When/at what time did the pain start? How long did it last? How often does it occur: hourly? daily? weekly? monthly? Is it sudden or gradual? What were you doing when you first experienced it? When do you usually experience it: daytime? night? early morning? Are you ever awakened by it? Does it lead to anything else? Is it accompanied by other signs and symptoms? Does it ever occur before, during or after meals? Does it occur seasonally?
Documentation

In addition to facilitating accurate pain assessment, careful and complete documentation demonstrates that you are taking all the proper steps to ensure that your patients receive the highest quality pain management. It is important to document the following:

    Patient’s understanding of the pain scale. Describe the patient’s ability to assess pain level using the 0-10 pain scale.
    Patient satisfaction with pain level with current treatment modality. Ask the patient what his or her pain level was prior to taking pain medication and after taking pain medication. If the patient’s pain level is not acceptable, what interventions were taken?
    Timely re-assessment following any intervention and response to treatment. Quote the patient’s response.
    Communication with physician. Always report any change in condition.
    Patient education provided and patient’s response to learning. Don’t write “patient understands” without a supportive evaluation such as patient can verbalize, demonstrate, describe, etc.

Pain Assessment Mnemonics

PAIN ASSESSMENT

SOCRATES is a mnemonic acronym used by emergency medical services, doctors, nurses and other health professionals to evaluate the nature of pain that a patient is experiencing.
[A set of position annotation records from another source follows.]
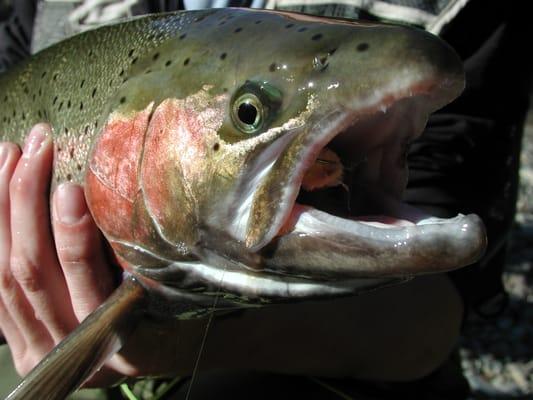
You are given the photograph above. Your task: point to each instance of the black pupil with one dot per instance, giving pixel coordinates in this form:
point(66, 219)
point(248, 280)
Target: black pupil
point(247, 113)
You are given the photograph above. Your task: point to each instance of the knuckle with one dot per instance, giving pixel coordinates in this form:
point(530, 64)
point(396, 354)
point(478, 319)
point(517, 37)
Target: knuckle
point(26, 363)
point(76, 253)
point(26, 273)
point(20, 185)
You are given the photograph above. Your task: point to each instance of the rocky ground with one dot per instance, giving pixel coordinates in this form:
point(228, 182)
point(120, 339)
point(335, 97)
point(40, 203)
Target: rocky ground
point(497, 356)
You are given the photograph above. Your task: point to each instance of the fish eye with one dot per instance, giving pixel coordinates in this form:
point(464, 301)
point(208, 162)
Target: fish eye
point(248, 113)
point(254, 106)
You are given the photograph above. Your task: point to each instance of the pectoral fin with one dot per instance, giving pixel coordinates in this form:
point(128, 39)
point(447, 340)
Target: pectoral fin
point(85, 350)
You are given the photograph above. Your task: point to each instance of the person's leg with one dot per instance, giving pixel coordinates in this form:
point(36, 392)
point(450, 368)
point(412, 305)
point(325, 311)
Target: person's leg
point(399, 333)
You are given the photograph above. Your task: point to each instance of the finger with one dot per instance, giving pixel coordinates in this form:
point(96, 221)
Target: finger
point(9, 156)
point(80, 250)
point(33, 260)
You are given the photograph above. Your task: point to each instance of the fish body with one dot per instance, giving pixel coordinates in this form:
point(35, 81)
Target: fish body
point(198, 128)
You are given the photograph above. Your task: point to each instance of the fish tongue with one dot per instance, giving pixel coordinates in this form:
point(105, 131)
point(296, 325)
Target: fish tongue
point(373, 205)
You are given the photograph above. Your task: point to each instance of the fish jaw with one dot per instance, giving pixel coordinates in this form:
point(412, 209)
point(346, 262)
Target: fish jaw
point(393, 113)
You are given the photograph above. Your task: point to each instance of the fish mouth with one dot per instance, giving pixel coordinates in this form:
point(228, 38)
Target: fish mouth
point(343, 216)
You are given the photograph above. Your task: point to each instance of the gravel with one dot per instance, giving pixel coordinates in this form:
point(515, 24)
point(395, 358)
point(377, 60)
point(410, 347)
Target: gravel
point(497, 356)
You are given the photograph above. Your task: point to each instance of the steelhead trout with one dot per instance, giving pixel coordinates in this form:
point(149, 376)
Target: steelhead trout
point(227, 153)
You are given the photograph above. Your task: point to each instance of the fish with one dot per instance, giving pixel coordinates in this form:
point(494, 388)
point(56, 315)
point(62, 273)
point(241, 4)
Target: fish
point(238, 158)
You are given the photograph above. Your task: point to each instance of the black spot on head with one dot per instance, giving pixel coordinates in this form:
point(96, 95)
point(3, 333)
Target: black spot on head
point(362, 46)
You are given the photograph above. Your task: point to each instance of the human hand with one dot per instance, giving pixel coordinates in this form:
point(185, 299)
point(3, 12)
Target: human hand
point(53, 268)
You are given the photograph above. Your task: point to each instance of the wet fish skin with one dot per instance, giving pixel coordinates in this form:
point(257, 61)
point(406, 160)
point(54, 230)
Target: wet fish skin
point(193, 212)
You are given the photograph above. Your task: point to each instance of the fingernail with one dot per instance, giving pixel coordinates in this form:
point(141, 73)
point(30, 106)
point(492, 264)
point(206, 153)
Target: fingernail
point(70, 203)
point(36, 140)
point(4, 152)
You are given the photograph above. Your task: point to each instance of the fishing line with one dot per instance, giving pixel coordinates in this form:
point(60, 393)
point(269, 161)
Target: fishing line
point(204, 338)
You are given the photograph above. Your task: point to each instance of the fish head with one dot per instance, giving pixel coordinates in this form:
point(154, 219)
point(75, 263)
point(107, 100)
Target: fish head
point(263, 138)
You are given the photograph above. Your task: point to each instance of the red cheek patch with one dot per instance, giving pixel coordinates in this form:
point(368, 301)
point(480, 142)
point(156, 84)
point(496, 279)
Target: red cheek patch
point(112, 185)
point(173, 163)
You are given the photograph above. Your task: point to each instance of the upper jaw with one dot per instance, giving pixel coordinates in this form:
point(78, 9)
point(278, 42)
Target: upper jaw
point(315, 244)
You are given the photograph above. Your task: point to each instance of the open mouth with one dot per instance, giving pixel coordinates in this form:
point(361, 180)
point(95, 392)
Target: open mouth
point(362, 172)
point(346, 215)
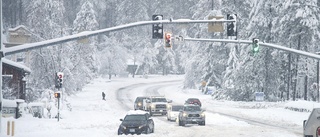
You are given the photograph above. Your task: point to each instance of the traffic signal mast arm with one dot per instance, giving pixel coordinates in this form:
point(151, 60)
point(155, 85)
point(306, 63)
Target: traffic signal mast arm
point(30, 46)
point(303, 53)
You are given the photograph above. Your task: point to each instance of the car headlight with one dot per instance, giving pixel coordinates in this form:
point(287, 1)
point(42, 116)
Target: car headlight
point(202, 114)
point(184, 114)
point(142, 126)
point(124, 127)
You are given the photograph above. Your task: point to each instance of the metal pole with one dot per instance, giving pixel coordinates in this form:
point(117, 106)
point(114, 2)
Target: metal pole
point(1, 66)
point(58, 109)
point(318, 97)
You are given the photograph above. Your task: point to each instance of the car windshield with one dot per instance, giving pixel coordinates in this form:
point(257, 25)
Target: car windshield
point(193, 100)
point(158, 100)
point(192, 108)
point(177, 108)
point(135, 117)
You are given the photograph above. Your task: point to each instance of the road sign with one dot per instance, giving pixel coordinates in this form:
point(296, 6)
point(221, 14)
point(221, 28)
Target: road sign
point(215, 27)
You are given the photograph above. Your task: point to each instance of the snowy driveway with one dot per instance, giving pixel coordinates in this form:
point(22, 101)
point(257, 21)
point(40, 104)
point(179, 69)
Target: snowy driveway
point(91, 116)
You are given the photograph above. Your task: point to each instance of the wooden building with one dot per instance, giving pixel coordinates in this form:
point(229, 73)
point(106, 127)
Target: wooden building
point(13, 79)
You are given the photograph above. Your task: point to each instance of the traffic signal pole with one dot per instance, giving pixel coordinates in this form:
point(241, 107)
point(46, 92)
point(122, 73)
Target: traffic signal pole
point(1, 43)
point(30, 46)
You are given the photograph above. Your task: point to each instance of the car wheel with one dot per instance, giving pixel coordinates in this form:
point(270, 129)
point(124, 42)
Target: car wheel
point(202, 123)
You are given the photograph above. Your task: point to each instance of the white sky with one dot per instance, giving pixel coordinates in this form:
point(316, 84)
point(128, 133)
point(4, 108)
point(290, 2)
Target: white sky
point(91, 116)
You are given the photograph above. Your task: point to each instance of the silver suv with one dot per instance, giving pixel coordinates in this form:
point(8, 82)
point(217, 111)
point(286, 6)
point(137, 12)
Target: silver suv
point(191, 114)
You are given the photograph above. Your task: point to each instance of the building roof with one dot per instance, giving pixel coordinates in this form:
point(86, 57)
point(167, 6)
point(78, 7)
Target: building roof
point(16, 64)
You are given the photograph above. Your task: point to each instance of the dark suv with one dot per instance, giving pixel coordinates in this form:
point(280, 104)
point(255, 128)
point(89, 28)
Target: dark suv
point(138, 103)
point(191, 114)
point(193, 101)
point(136, 122)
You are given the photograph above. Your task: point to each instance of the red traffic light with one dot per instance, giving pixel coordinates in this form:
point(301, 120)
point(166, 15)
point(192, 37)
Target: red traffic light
point(57, 95)
point(168, 40)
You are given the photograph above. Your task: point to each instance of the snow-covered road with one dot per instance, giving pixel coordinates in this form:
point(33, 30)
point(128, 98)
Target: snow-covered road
point(91, 116)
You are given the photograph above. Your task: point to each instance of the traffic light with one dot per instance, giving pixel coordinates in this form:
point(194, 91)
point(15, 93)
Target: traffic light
point(167, 40)
point(157, 29)
point(232, 26)
point(255, 46)
point(57, 95)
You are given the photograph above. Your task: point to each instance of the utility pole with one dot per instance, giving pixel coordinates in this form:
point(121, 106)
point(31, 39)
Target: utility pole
point(318, 92)
point(1, 100)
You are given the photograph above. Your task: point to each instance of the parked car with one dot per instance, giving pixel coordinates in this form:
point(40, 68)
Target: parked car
point(136, 122)
point(157, 105)
point(138, 103)
point(173, 112)
point(193, 101)
point(191, 114)
point(311, 127)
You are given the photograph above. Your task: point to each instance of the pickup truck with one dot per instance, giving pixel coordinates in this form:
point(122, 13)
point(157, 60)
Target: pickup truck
point(157, 105)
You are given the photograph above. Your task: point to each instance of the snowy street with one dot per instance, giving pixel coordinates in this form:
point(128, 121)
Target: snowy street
point(92, 116)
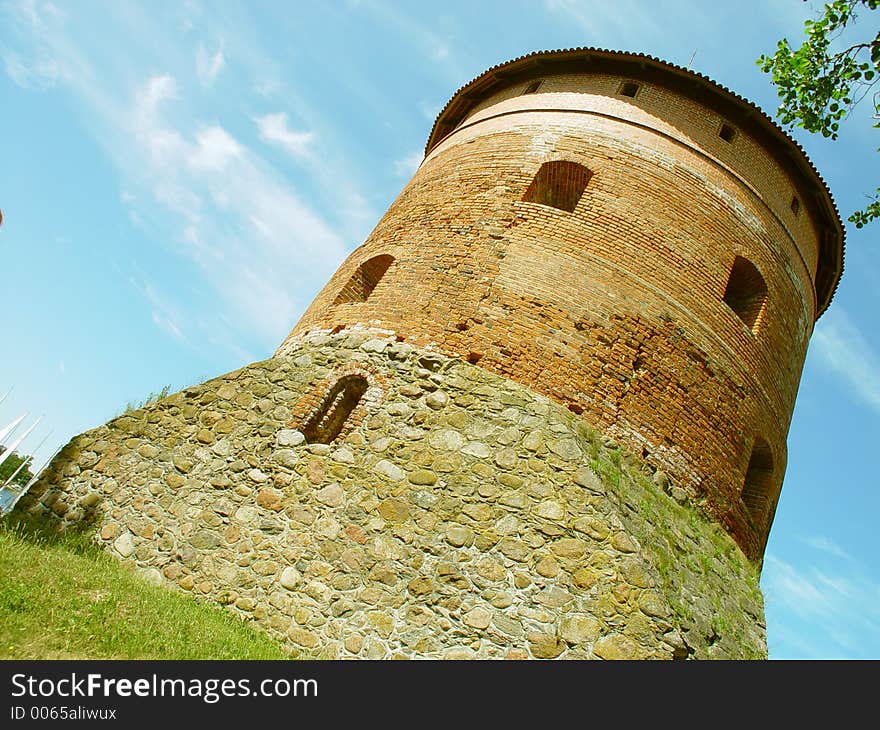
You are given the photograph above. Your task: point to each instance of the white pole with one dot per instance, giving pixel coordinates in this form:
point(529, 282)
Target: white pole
point(10, 427)
point(25, 461)
point(31, 482)
point(6, 454)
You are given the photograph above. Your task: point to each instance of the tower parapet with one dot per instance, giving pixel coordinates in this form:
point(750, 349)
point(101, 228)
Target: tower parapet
point(627, 237)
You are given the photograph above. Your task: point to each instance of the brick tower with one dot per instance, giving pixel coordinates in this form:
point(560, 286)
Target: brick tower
point(541, 411)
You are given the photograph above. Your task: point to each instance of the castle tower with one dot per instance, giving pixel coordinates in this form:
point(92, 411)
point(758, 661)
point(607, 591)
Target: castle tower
point(628, 238)
point(541, 412)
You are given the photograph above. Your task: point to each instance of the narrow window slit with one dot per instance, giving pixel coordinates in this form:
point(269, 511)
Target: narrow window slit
point(328, 420)
point(746, 293)
point(758, 482)
point(559, 184)
point(365, 278)
point(629, 88)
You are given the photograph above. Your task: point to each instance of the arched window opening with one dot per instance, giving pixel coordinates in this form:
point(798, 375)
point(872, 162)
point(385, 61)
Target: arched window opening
point(326, 423)
point(364, 280)
point(727, 133)
point(759, 481)
point(746, 293)
point(629, 88)
point(559, 184)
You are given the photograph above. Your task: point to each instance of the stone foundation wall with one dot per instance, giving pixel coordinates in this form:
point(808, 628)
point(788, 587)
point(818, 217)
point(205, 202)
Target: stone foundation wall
point(462, 515)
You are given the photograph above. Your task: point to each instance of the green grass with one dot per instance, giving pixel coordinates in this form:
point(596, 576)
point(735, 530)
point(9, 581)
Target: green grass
point(63, 598)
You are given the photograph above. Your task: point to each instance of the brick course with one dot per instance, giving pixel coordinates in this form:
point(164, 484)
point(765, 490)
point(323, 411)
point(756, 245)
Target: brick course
point(616, 308)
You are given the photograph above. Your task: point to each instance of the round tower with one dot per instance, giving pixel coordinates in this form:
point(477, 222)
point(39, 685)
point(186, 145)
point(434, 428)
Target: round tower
point(602, 277)
point(628, 238)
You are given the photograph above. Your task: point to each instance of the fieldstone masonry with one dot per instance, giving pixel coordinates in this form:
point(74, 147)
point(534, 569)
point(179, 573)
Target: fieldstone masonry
point(541, 412)
point(467, 516)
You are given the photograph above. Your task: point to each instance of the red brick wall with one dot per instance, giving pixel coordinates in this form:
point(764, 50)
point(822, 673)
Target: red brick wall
point(615, 309)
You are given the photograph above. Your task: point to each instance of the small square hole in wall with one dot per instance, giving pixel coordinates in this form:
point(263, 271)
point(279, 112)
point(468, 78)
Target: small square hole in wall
point(629, 88)
point(727, 133)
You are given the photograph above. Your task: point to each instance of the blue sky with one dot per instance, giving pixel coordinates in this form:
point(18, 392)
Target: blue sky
point(179, 179)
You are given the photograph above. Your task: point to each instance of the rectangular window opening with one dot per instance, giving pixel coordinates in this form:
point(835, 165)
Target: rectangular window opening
point(629, 88)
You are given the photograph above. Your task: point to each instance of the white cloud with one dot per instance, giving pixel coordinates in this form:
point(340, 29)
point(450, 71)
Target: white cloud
point(273, 129)
point(835, 608)
point(208, 65)
point(820, 542)
point(215, 149)
point(406, 166)
point(168, 326)
point(843, 349)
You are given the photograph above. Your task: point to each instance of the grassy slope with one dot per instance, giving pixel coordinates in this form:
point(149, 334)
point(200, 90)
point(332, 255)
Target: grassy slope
point(62, 598)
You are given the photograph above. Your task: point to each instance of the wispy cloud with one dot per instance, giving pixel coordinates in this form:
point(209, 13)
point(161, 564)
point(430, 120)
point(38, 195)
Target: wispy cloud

The acronym is used to gain an insight into the patient's condition, and to allow the Health Care Provider to develop a plan for dealing with it.
    *Site - Where is the pain? Or the maximal site of the pain.
    *Onset - When did the pain start, and was it sudden or gradual? Include also whether if it is progressive or regressive.
   *Character - What is the pain like? An ache? Stabbing?
   * Radiation - Does the pain radiate anywhere? (See also Radiation.)
    *Associations - Any other signs or symptoms associated with the pain?
    *Time course - Does the pain follow any pattern?
    *Exacerbating/Relieving factors - Does anything change the pain?
    *Severity - How bad is the pain?